Mavatar CEO Susan Akbarpour spoke on a panel at the 36th Annual Monetary and Trade Conference in Philadelphia on April 19, 2018, urging legislators to define the Utility Tokens for start-ups that are leveraging cryptocurrencies to remove a bottleneck from their innovative technology platforms.

The event was held by Drexel University’s LeBow College of Business, the Global Interdependence Center and the Federal Reserve Bank of Philadelphia.

Mavatar CEO Susan Akbarpour discussed how crypto and ICOs can be regulated in a safe way for investors.

Susan was part of the panel titled, “Bitcoin and Other Cryptocurrencies.” Other speakers on the panel included David Mills of the Board of Governors of the Federal Reserve System, Kim Hunyh of Bank of Canada and Will Cong of University of Chicago.

One of the primary topics of discussion was how to make crypto safer for investors.
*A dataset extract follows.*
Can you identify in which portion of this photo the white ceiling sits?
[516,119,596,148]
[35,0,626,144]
While many agree it is a way to raise capital risk, crypto and ICOs which come with a litany of risks including legal, settlement, operational and fraud, also can save the legitimate technologies, teams and startups that deserve surviving, raising enough capital from a greater community of investors.

Multiple speakers pressed on the fact that it makes it difficult to know how or when government and regulation should get involved when overall ICOs still account for a small fraction of investments. Only $6 billion was raised by ICOs in 2017 compared to $141 billion for IPOs.

Enforcing regulations on the process of decentralization of the networks seems like an oxymoron, however if done via integration with smart contracts and aligned with this innovative paradigm shift, regulations could be a transparent and solid way to protect investors while improving economic growth.